Introduction TX-004HR is an investigational, applicator-free, vaginal soft gel capsule containing low-dose solubilized 17β-estradiol. The phase 3, randomized, double-blinded, placebo-controlled, multicenter REJOICE trial has shown TX-004HR to be safe and effective for the treatment of moderate to severe dyspareunia in postmenopausal women with vulvar and vaginal atrophy (VVA). Aim To evaluate the effect of TX-004HR on female sexual dysfunction in postmenopausal women with VVA. Methods The REJOICE study compared the effects of 12-week treatment with TX-004HR (4, 10, or 25 μg) with placebo in postmenopausal women (40–75 years old) with VVA and a most bothersome symptom of moderate to severe dyspareunia. Changes in the percentage of superficial and parabasal cells, vaginal pH, and dyspareunia were measured as co-primary end points. Female sexual dysfunction was evaluated as a secondary end point using the Female Sexual Function Index (FSFI) patient self-report inventory. Main Outcome Measures Changes from baseline to week 12 in total and individual domain FSFI scores for each TX-004HR dose were compared with those for placebo. Results All three TX-004HR doses increased the baseline total FSFI score after 12 weeks, with 10 μg (P <.05) and 25 μg (P =.0019) having a significantly greater effect than placebo. A similar trend was observed for the individual FSFI domains, with 10 and 25 μg significantly improving baselines scores for pain and lubrication at 12 weeks (P ≤.015 for all vs placebo).

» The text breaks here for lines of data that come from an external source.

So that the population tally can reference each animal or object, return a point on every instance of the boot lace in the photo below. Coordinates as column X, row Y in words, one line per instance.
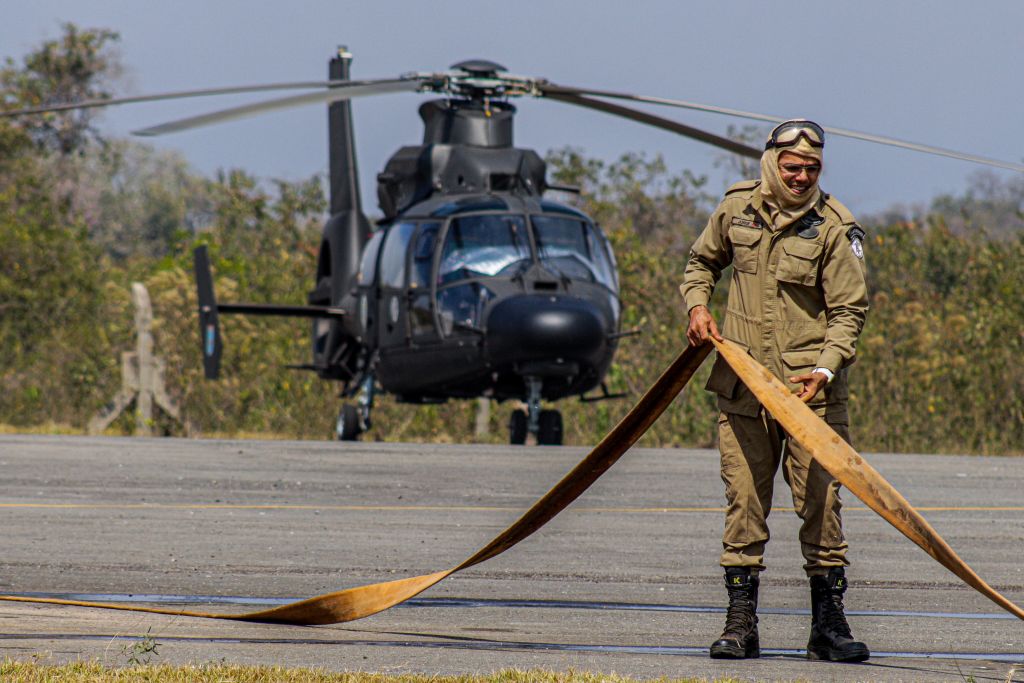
column 739, row 616
column 833, row 616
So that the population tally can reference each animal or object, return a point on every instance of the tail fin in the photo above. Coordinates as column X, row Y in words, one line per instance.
column 209, row 327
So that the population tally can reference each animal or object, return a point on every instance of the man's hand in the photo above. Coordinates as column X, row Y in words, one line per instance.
column 812, row 385
column 701, row 327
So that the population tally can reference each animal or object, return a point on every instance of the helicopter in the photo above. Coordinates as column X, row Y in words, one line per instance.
column 474, row 283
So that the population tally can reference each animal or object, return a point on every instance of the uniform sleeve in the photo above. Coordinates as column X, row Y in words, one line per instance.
column 709, row 256
column 845, row 286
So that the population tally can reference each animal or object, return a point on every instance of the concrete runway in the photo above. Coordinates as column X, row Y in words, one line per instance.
column 625, row 581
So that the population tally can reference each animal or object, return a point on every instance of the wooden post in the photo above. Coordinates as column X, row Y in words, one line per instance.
column 141, row 376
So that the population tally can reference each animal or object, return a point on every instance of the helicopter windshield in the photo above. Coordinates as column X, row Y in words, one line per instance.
column 571, row 248
column 484, row 246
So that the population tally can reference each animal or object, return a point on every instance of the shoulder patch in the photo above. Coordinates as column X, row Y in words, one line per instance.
column 743, row 185
column 856, row 235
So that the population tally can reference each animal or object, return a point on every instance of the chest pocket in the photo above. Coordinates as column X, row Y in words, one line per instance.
column 799, row 262
column 744, row 247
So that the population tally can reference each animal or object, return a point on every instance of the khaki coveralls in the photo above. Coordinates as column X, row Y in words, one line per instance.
column 797, row 301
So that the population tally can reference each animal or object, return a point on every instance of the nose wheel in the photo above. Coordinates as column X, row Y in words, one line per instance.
column 353, row 420
column 546, row 426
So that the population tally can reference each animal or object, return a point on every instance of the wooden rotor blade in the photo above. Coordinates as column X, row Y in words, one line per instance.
column 551, row 89
column 338, row 92
column 363, row 601
column 657, row 122
column 850, row 469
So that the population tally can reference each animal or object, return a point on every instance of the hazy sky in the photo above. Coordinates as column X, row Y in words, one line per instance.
column 943, row 73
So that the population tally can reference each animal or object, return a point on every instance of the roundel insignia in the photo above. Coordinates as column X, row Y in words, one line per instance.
column 856, row 236
column 858, row 249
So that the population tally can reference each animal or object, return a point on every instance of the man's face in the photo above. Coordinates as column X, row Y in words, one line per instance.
column 798, row 172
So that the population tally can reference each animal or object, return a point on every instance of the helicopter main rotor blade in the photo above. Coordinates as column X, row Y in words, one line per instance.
column 178, row 94
column 657, row 122
column 551, row 90
column 336, row 92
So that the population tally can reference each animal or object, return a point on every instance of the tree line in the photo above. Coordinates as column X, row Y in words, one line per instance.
column 83, row 215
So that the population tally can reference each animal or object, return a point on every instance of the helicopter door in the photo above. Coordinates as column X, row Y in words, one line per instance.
column 422, row 324
column 393, row 303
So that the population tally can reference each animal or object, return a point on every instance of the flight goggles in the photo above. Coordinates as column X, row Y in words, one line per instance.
column 788, row 133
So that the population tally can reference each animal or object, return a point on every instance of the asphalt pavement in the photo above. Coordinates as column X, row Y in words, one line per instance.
column 625, row 581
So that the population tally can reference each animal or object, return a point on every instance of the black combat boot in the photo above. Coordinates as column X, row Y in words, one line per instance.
column 739, row 640
column 830, row 637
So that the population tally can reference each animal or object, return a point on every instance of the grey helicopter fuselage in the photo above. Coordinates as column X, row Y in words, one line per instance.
column 477, row 294
column 472, row 284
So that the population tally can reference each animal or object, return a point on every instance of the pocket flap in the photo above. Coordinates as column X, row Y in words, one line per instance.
column 802, row 248
column 803, row 358
column 743, row 236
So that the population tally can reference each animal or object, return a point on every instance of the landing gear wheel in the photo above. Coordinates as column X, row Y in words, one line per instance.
column 549, row 430
column 518, row 426
column 348, row 427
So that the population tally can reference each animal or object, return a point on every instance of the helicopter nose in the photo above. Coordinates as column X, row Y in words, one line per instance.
column 537, row 327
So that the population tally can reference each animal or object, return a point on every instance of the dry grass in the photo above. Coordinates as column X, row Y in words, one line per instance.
column 91, row 672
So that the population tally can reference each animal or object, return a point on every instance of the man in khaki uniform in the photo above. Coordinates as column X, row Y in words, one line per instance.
column 797, row 303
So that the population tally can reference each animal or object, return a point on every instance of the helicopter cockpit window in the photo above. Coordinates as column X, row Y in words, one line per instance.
column 484, row 246
column 571, row 248
column 393, row 256
column 368, row 266
column 423, row 256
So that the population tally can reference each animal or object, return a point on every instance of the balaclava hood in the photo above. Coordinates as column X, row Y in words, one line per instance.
column 784, row 207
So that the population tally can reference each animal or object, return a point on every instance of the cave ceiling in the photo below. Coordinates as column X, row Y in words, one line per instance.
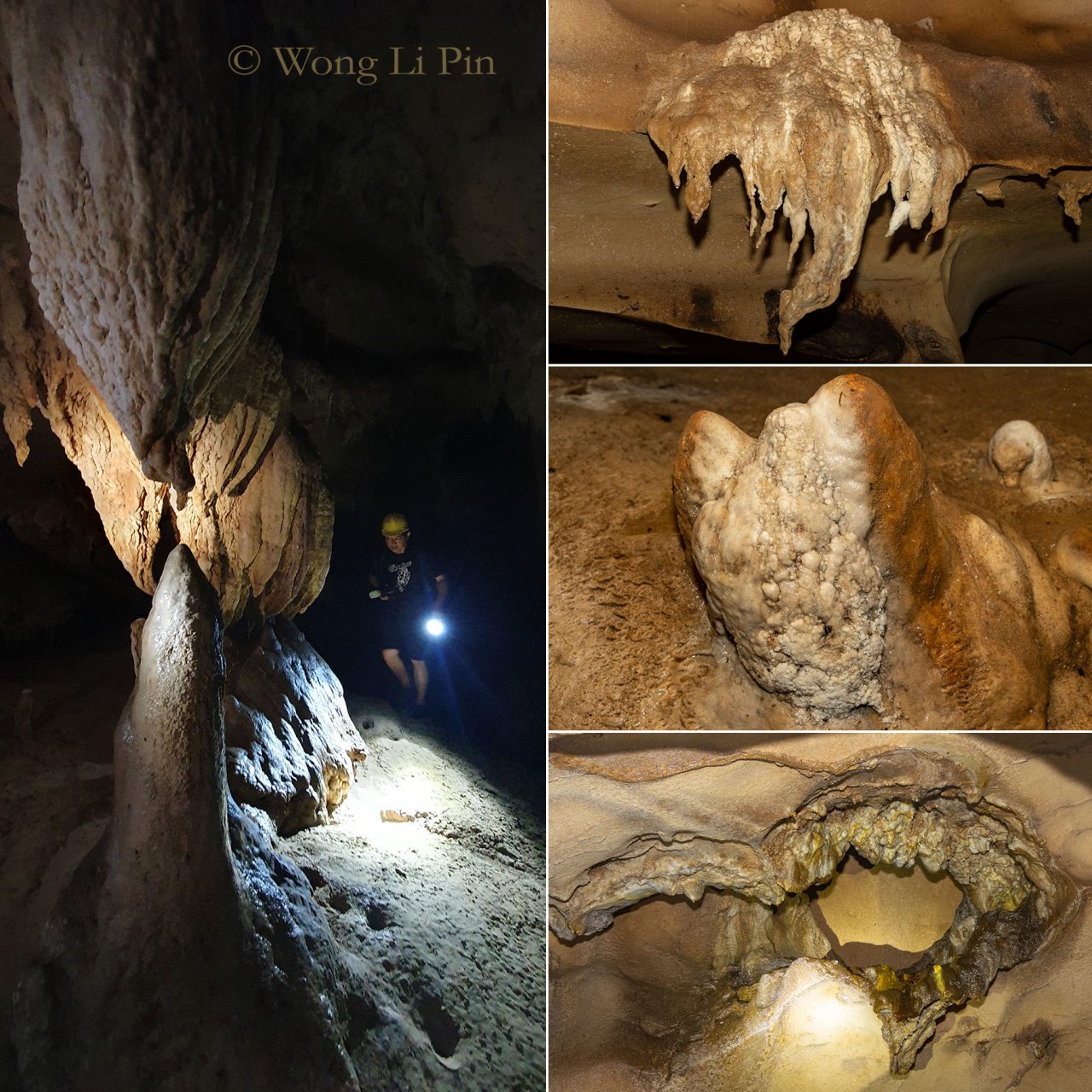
column 1003, row 279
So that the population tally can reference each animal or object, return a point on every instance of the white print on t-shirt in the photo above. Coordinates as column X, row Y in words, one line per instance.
column 401, row 569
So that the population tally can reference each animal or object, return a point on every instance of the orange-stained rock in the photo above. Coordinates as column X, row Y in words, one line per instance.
column 846, row 579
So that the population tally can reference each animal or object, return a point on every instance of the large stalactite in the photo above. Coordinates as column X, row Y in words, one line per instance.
column 685, row 951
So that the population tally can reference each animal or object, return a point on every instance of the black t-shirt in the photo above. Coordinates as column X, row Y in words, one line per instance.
column 406, row 579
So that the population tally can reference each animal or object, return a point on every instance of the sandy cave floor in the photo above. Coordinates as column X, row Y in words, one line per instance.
column 438, row 920
column 630, row 646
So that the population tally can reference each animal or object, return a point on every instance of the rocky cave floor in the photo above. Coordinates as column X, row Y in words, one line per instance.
column 437, row 913
column 630, row 642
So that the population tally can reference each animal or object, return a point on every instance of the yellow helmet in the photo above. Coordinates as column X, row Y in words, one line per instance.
column 394, row 523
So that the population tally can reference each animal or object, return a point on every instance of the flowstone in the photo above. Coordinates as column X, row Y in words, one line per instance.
column 183, row 954
column 900, row 810
column 847, row 581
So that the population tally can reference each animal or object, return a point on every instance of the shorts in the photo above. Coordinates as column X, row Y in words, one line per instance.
column 405, row 631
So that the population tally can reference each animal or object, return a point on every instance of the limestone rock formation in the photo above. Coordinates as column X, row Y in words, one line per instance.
column 147, row 192
column 845, row 579
column 803, row 108
column 1020, row 456
column 682, row 878
column 291, row 743
column 258, row 518
column 183, row 954
column 825, row 113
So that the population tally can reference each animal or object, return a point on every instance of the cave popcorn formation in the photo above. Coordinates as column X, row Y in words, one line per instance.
column 845, row 579
column 825, row 112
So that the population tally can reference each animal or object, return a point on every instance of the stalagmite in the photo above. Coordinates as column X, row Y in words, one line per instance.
column 183, row 954
column 845, row 579
column 825, row 113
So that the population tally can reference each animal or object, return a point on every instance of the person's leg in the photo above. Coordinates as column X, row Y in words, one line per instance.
column 421, row 678
column 393, row 661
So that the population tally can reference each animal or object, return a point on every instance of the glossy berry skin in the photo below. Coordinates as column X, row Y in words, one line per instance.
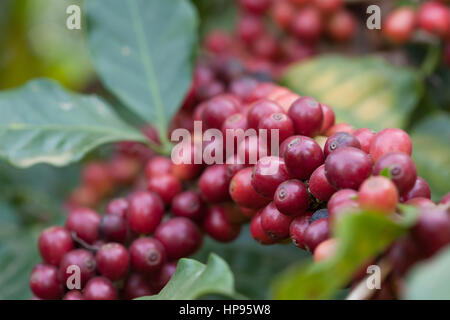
column 45, row 282
column 137, row 285
column 365, row 137
column 291, row 198
column 420, row 189
column 347, row 167
column 297, row 229
column 316, row 233
column 188, row 204
column 145, row 212
column 279, row 122
column 307, row 115
column 378, row 193
column 302, row 156
column 338, row 140
column 432, row 230
column 402, row 170
column 219, row 227
column 180, row 236
column 243, row 193
column 214, row 183
column 258, row 232
column 147, row 255
column 100, row 288
column 390, row 140
column 319, row 186
column 268, row 174
column 113, row 261
column 81, row 258
column 274, row 223
column 166, row 186
column 259, row 110
column 159, row 280
column 53, row 244
column 84, row 223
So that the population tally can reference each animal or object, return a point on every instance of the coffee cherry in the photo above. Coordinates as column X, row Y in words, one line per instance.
column 399, row 25
column 338, row 140
column 45, row 282
column 316, row 233
column 100, row 288
column 84, row 223
column 166, row 186
column 137, row 285
column 347, row 167
column 420, row 189
column 291, row 198
column 297, row 229
column 378, row 193
column 188, row 204
column 302, row 156
column 73, row 295
column 261, row 109
column 54, row 243
column 145, row 212
column 147, row 255
column 319, row 186
column 219, row 227
column 214, row 183
column 180, row 236
column 81, row 258
column 243, row 193
column 258, row 232
column 159, row 280
column 307, row 115
column 112, row 261
column 365, row 137
column 390, row 140
column 274, row 223
column 401, row 167
column 268, row 174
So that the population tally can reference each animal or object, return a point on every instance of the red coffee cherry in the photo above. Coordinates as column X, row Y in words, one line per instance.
column 54, row 243
column 145, row 212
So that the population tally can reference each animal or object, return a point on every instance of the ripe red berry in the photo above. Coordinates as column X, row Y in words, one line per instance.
column 81, row 258
column 147, row 255
column 145, row 212
column 84, row 223
column 292, row 198
column 100, row 288
column 402, row 170
column 243, row 193
column 390, row 140
column 180, row 236
column 54, row 243
column 319, row 186
column 45, row 282
column 378, row 193
column 219, row 227
column 112, row 261
column 307, row 115
column 302, row 156
column 347, row 167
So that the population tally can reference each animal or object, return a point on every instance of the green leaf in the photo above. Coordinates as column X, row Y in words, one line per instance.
column 42, row 122
column 431, row 152
column 429, row 280
column 143, row 50
column 362, row 236
column 365, row 92
column 193, row 280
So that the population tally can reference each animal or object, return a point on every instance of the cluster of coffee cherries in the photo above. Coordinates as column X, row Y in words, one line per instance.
column 432, row 17
column 271, row 34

Changes from baseline to week 12 in arousal (P =.0085) and satisfaction (P =.0073) were significantly greater for TX-004HR 25 μg vs placebo. All three TX-004HR doses were comparable to placebo in their effect on desire and orgasm. Conclusion TX-004HR improved FSFI scores in a dose-dependent manner. The observed improvements in sexual function suggest that TX-004HR is a promising treatment option for postmenopausal VVA with a potential added beneficial effect on female sexual dysfunction.